People with lower educational attainment had diet costs that were an average of $1.09 per day lower than that of persons in the highest group ($8.19 to $9.28 per day).
Those with the highest educational attainment or income also enjoyed the most nutritious diets. Those in the highest income group reported diets that were on average 9.3 points higher in nutrient density than diets reported by the lowest income group (96.6 versus 87.3 percent), after controlling for dietary and demographic factors.
However, after taking the cost of food into account, the difference in dietary nutrient density between the highest and lowest groups shrank to 1.4 percentage points (93.0 versus 91.6 percent). “These results tell us that cost is a major factor in explaining the differences in eating habits between people of lower and higher socioeconomic level,” says Monsivais.
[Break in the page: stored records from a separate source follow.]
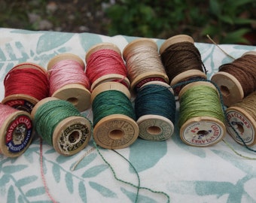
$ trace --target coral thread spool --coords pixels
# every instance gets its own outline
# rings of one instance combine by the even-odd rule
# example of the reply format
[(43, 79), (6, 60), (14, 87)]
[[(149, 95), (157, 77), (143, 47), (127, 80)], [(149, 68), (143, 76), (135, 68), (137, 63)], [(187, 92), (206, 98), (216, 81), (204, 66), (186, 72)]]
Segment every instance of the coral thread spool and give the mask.
[[(148, 88), (151, 88), (152, 92), (148, 92), (148, 94), (145, 95), (144, 90)], [(156, 98), (156, 93), (157, 93), (157, 98)], [(164, 97), (163, 93), (165, 95), (167, 94), (166, 97)], [(149, 102), (153, 103), (154, 101), (152, 101), (153, 99), (151, 95), (153, 95), (154, 99), (157, 99), (159, 103), (160, 102), (166, 102), (163, 103), (164, 106), (159, 107), (159, 105), (154, 105), (150, 107), (149, 105), (145, 105), (145, 102), (147, 104)], [(167, 98), (170, 98), (172, 99), (166, 101)], [(163, 105), (163, 103), (161, 104), (162, 105)], [(151, 109), (145, 109), (148, 107)], [(143, 110), (139, 110), (139, 108), (143, 108)], [(135, 109), (138, 117), (136, 122), (139, 128), (139, 136), (140, 138), (148, 141), (164, 141), (172, 135), (174, 132), (173, 123), (175, 122), (175, 101), (173, 90), (167, 83), (161, 81), (151, 81), (144, 84), (136, 95)], [(140, 114), (139, 114), (139, 111)], [(164, 114), (163, 111), (165, 111)], [(173, 113), (173, 115), (169, 115), (172, 113)]]
[(226, 110), (227, 132), (240, 144), (252, 146), (256, 144), (255, 101), (256, 92), (254, 92)]
[[(180, 117), (181, 114), (184, 114), (184, 110), (187, 111), (187, 108), (190, 108), (190, 111), (193, 110), (194, 114), (189, 112), (192, 115), (190, 118), (185, 120), (184, 123), (179, 123), (180, 137), (183, 142), (188, 145), (195, 147), (207, 147), (215, 144), (222, 139), (226, 133), (226, 127), (224, 125), (224, 112), (222, 112), (221, 105), (219, 101), (219, 102), (217, 101), (214, 101), (213, 102), (219, 103), (219, 109), (214, 109), (211, 114), (219, 111), (221, 116), (218, 115), (218, 117), (221, 118), (216, 118), (212, 115), (207, 115), (206, 113), (203, 111), (203, 109), (201, 109), (203, 108), (202, 105), (206, 105), (206, 108), (209, 108), (212, 104), (210, 105), (206, 102), (206, 104), (201, 104), (200, 106), (197, 107), (198, 109), (194, 109), (194, 107), (191, 107), (191, 102), (194, 103), (195, 100), (191, 100), (189, 103), (186, 104), (186, 106), (183, 104), (182, 101), (187, 99), (188, 98), (187, 94), (185, 95), (185, 93), (189, 89), (193, 90), (193, 92), (190, 93), (193, 94), (194, 98), (198, 97), (200, 98), (200, 102), (203, 102), (203, 98), (206, 98), (207, 96), (210, 96), (209, 93), (206, 94), (203, 93), (203, 92), (196, 92), (197, 89), (198, 90), (198, 88), (200, 86), (205, 86), (206, 88), (207, 87), (207, 89), (211, 88), (210, 89), (214, 90), (215, 95), (216, 95), (216, 98), (214, 97), (214, 98), (216, 100), (219, 99), (219, 95), (216, 87), (209, 82), (197, 81), (190, 83), (184, 86), (178, 95), (181, 103)], [(198, 102), (198, 101), (197, 101), (197, 102)], [(195, 114), (195, 111), (200, 111), (200, 114), (198, 114), (197, 112)], [(180, 120), (179, 123), (181, 123)]]
[[(96, 101), (99, 97), (106, 92), (112, 95), (116, 92), (126, 97), (130, 100), (130, 93), (129, 89), (123, 84), (116, 82), (105, 82), (97, 86), (92, 92), (93, 112), (94, 120), (93, 138), (98, 145), (106, 149), (121, 149), (131, 145), (138, 138), (139, 126), (136, 122), (130, 117), (114, 111), (113, 114), (107, 115), (101, 118), (99, 122), (95, 122), (97, 106)], [(104, 99), (100, 99), (101, 102), (107, 102), (107, 99), (111, 100), (111, 96)], [(113, 103), (117, 102), (112, 101)], [(109, 101), (108, 101), (109, 102)], [(130, 102), (130, 101), (129, 102)], [(105, 105), (105, 104), (102, 104)], [(117, 104), (123, 105), (122, 104)], [(130, 104), (131, 105), (131, 104)], [(111, 108), (117, 108), (111, 106)]]
[[(75, 115), (69, 115), (61, 120), (58, 120), (59, 123), (55, 125), (54, 129), (52, 129), (52, 135), (48, 135), (49, 132), (40, 132), (41, 129), (39, 130), (38, 129), (38, 123), (42, 122), (42, 120), (45, 120), (47, 122), (53, 120), (52, 115), (50, 116), (50, 114), (48, 114), (48, 111), (51, 112), (50, 109), (47, 110), (48, 111), (41, 112), (41, 108), (42, 107), (50, 108), (50, 105), (53, 105), (53, 110), (57, 111), (58, 108), (59, 108), (59, 105), (58, 105), (59, 102), (66, 102), (66, 108), (64, 110), (62, 109), (62, 111), (65, 111), (64, 113), (66, 113), (66, 109), (71, 108), (72, 107), (74, 111), (76, 111)], [(90, 120), (81, 116), (81, 114), (78, 114), (77, 111), (78, 111), (78, 110), (70, 102), (60, 100), (55, 97), (48, 97), (36, 104), (31, 114), (35, 123), (36, 132), (38, 134), (44, 133), (44, 135), (39, 135), (43, 137), (43, 138), (46, 136), (44, 134), (47, 133), (47, 136), (50, 137), (50, 140), (44, 138), (48, 144), (53, 145), (56, 152), (64, 156), (72, 156), (83, 150), (87, 145), (91, 137), (92, 126)], [(58, 113), (59, 113), (59, 111)], [(42, 114), (38, 115), (40, 114)], [(43, 127), (47, 126), (43, 125)]]
[[(237, 62), (242, 59), (243, 56), (246, 55), (251, 55), (256, 59), (256, 51), (248, 51), (245, 53), (240, 58), (236, 59), (231, 63), (222, 65), (224, 67), (226, 65), (232, 65), (234, 62)], [(254, 65), (256, 68), (256, 64)], [(219, 68), (221, 68), (220, 66)], [(242, 68), (242, 67), (240, 67)], [(242, 71), (242, 69), (241, 69)], [(233, 73), (229, 73), (227, 71), (221, 71), (221, 69), (215, 73), (211, 78), (211, 80), (216, 83), (216, 85), (220, 88), (223, 96), (223, 102), (224, 105), (227, 107), (231, 106), (239, 102), (241, 102), (242, 98), (246, 96), (245, 95), (244, 89), (239, 80), (238, 79), (238, 75), (235, 75)], [(245, 78), (245, 80), (247, 80)], [(245, 81), (245, 83), (251, 81)], [(256, 87), (255, 87), (256, 88)]]
[[(100, 62), (100, 60), (104, 60), (104, 62)], [(91, 90), (99, 84), (109, 81), (120, 82), (130, 88), (121, 52), (114, 44), (105, 42), (92, 47), (86, 55), (85, 61), (86, 73), (92, 83)]]
[[(85, 65), (82, 59), (72, 53), (61, 53), (52, 58), (48, 62), (47, 70), (50, 88), (54, 90), (50, 91), (50, 95), (69, 101), (80, 111), (89, 108), (90, 106), (90, 92), (88, 89), (90, 83), (84, 73), (84, 68)], [(69, 75), (66, 75), (65, 73), (61, 72), (63, 70), (72, 72)], [(61, 76), (67, 80), (62, 81), (61, 87), (56, 89), (55, 86), (59, 83), (56, 81), (56, 77)], [(72, 78), (68, 78), (71, 76)], [(81, 78), (83, 81), (76, 80), (78, 77)]]
[(30, 114), (0, 103), (0, 153), (8, 157), (17, 157), (29, 147), (32, 140)]
[(130, 42), (123, 49), (123, 57), (126, 62), (132, 90), (137, 92), (150, 81), (169, 83), (157, 45), (153, 40), (139, 38)]
[[(23, 79), (23, 74), (26, 78)], [(5, 94), (2, 102), (29, 113), (49, 93), (47, 71), (35, 63), (23, 62), (14, 66), (5, 76), (4, 84)]]
[[(194, 47), (195, 50), (197, 50), (197, 48), (194, 46), (194, 39), (190, 36), (187, 35), (175, 35), (166, 40), (163, 42), (163, 44), (161, 45), (160, 48), (160, 54), (162, 58), (163, 66), (166, 68), (166, 69), (172, 68), (173, 67), (167, 67), (167, 64), (166, 64), (167, 62), (165, 61), (165, 59), (163, 57), (163, 53), (166, 52), (169, 48), (170, 48), (172, 45), (175, 45), (175, 44), (177, 45), (180, 44), (180, 48), (181, 49), (178, 51), (177, 50), (177, 53), (184, 51), (184, 50), (182, 50), (182, 43), (190, 43), (191, 47)], [(186, 50), (186, 51), (188, 51), (188, 50)], [(175, 58), (175, 59), (177, 61), (179, 61), (180, 59)], [(200, 66), (201, 64), (199, 64), (199, 65)], [(190, 80), (197, 80), (197, 79), (205, 80), (207, 78), (206, 73), (204, 73), (203, 71), (200, 70), (195, 69), (194, 67), (191, 67), (191, 69), (186, 70), (186, 71), (182, 71), (182, 69), (179, 68), (178, 71), (181, 71), (181, 72), (178, 74), (176, 74), (175, 73), (175, 74), (174, 75), (170, 75), (168, 74), (169, 71), (166, 70), (166, 73), (170, 80), (170, 85), (172, 86), (181, 82), (190, 81)], [(181, 89), (182, 89), (182, 86), (178, 86), (174, 88), (173, 90), (175, 95), (178, 95), (178, 92)]]

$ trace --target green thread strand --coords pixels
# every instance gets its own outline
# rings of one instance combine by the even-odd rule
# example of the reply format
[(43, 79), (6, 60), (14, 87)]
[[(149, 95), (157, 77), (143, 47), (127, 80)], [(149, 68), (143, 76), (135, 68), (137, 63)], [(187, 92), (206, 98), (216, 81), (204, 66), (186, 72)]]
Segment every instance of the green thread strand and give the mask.
[(97, 95), (93, 102), (93, 126), (102, 118), (113, 114), (126, 115), (135, 120), (136, 115), (129, 98), (117, 90), (105, 91)]
[(53, 145), (53, 134), (56, 126), (64, 119), (83, 117), (72, 104), (64, 100), (53, 100), (40, 106), (35, 114), (35, 130), (44, 140)]
[(179, 127), (189, 119), (197, 117), (214, 117), (224, 123), (224, 114), (218, 92), (214, 88), (203, 85), (195, 86), (181, 95)]
[(169, 88), (150, 84), (139, 89), (135, 99), (137, 120), (144, 115), (163, 116), (175, 123), (176, 103)]

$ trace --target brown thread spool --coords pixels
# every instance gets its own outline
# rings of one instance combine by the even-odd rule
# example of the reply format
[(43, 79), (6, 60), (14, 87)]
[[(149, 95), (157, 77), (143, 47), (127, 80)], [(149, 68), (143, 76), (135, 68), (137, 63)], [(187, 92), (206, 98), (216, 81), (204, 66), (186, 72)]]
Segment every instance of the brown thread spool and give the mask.
[(20, 156), (29, 147), (32, 134), (30, 114), (18, 110), (12, 113), (0, 128), (0, 153), (8, 157)]
[(131, 41), (123, 49), (123, 57), (126, 62), (132, 90), (136, 92), (150, 81), (169, 83), (157, 45), (153, 40), (139, 38)]
[(229, 107), (226, 110), (226, 114), (228, 121), (227, 129), (232, 138), (240, 144), (244, 144), (240, 138), (248, 146), (255, 144), (256, 92)]
[[(92, 92), (92, 103), (105, 91), (117, 90), (130, 98), (129, 89), (116, 82), (105, 82), (97, 86)], [(112, 114), (101, 119), (94, 126), (96, 143), (106, 149), (122, 149), (131, 145), (139, 136), (139, 126), (135, 120), (123, 114)]]
[[(188, 89), (196, 86), (210, 86), (218, 94), (213, 84), (206, 81), (197, 81), (184, 86), (180, 91), (178, 97), (180, 98)], [(180, 129), (180, 137), (182, 141), (195, 147), (208, 147), (215, 144), (223, 138), (225, 133), (224, 123), (217, 118), (209, 116), (192, 117), (183, 123)]]
[[(61, 53), (55, 56), (48, 62), (47, 70), (49, 78), (50, 77), (50, 71), (54, 65), (59, 62), (66, 60), (72, 60), (78, 62), (84, 71), (84, 63), (78, 56), (72, 53)], [(72, 65), (70, 68), (72, 68)], [(53, 84), (50, 83), (50, 86), (51, 85)], [(80, 111), (84, 111), (90, 106), (90, 92), (84, 85), (80, 83), (66, 84), (55, 91), (50, 96), (69, 101)]]
[[(120, 49), (116, 45), (114, 45), (114, 44), (111, 44), (111, 43), (105, 42), (105, 43), (98, 44), (92, 47), (88, 50), (87, 53), (86, 54), (86, 57), (85, 57), (86, 62), (88, 64), (88, 61), (90, 60), (90, 57), (91, 56), (91, 55), (93, 53), (96, 53), (99, 50), (114, 50), (117, 54), (119, 54), (120, 57), (122, 57), (121, 52), (120, 52)], [(105, 56), (105, 57), (108, 57), (108, 56)], [(101, 68), (104, 68), (104, 65), (105, 65), (105, 64), (102, 64), (102, 65), (103, 66), (101, 67)], [(123, 75), (120, 74), (109, 73), (108, 74), (99, 77), (93, 83), (92, 83), (91, 91), (93, 91), (93, 89), (96, 86), (97, 86), (98, 85), (99, 85), (100, 83), (104, 83), (104, 82), (109, 82), (109, 81), (119, 81), (121, 83), (124, 84), (128, 88), (130, 88), (130, 80), (126, 77), (123, 77)]]
[[(172, 86), (180, 82), (207, 78), (200, 53), (190, 36), (178, 35), (169, 38), (161, 45), (160, 54)], [(173, 89), (175, 95), (182, 86)]]
[(226, 106), (241, 102), (256, 90), (256, 52), (246, 52), (233, 62), (221, 65), (211, 80), (220, 88)]
[[(31, 113), (32, 120), (35, 120), (40, 106), (59, 99), (48, 97), (41, 100)], [(83, 117), (71, 116), (62, 120), (55, 127), (52, 135), (54, 150), (64, 156), (72, 156), (78, 153), (87, 145), (92, 134), (91, 129), (90, 122)]]
[[(26, 68), (38, 70), (45, 74), (45, 77), (47, 78), (47, 71), (41, 66), (32, 62), (23, 62), (18, 64), (11, 68), (10, 71), (19, 69), (26, 70)], [(45, 95), (45, 97), (47, 96), (48, 95)], [(2, 101), (2, 102), (5, 105), (18, 110), (26, 111), (29, 114), (32, 111), (35, 104), (37, 104), (39, 100), (38, 98), (27, 94), (14, 94), (8, 95)]]

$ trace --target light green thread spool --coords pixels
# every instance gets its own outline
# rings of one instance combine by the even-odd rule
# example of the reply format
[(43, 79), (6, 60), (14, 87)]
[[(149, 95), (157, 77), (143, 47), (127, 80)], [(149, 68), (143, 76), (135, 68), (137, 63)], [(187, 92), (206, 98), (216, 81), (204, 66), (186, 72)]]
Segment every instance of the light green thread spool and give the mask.
[(90, 120), (67, 101), (46, 98), (34, 107), (32, 117), (36, 132), (60, 154), (73, 155), (90, 141)]
[(192, 146), (220, 141), (226, 133), (224, 114), (215, 86), (205, 81), (186, 85), (179, 93), (180, 136)]
[(120, 149), (138, 138), (139, 126), (129, 89), (117, 82), (105, 82), (92, 92), (93, 138), (103, 148)]

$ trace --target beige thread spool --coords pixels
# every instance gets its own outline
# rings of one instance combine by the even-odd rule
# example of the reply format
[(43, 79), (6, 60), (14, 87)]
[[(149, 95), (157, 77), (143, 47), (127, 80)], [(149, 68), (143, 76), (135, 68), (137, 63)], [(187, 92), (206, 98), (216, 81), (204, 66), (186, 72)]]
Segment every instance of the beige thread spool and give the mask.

Monsivais says the Seattle study should be replicated on a wider, more diverse (in terms of education, income) section of Americans—or in another country.
Study results provide fodder for new and different nutrition policy and interventions, which for the last several decades have been mostly premised on the idea that poor diets were due to a lack of nutrition knowledge or insufficient motivation for healthy eating.
“The most universal policy change or intervention would be to rethink how we encourage the production of foods,” say the researchers. “In this country, we have a very expensive agricultural subsidy program that targets a limited range of foods that are not part of a nutritious diet. We do not support fresh produce or seafood, but instead support the production of inexpensive sugars, fat and refined grains. We need to align public health priorities with agricultural policies because it affects the largest number of people.”
In addition, Monsivais says states could be more creative with public school food programs and other nutrition efforts that affect low-income people. California has experimented with an electronic benefits transfer program (food stamps) that rewards people who buy fresh produce, which makes having a healthier diet easier and more affordable.
Food retailers and grocers could also help consumers make healthier choices, says Monsivais. by using “member” cards that can be used in a helpful and healthful way, offering up coupons for items that are nutrient-rich.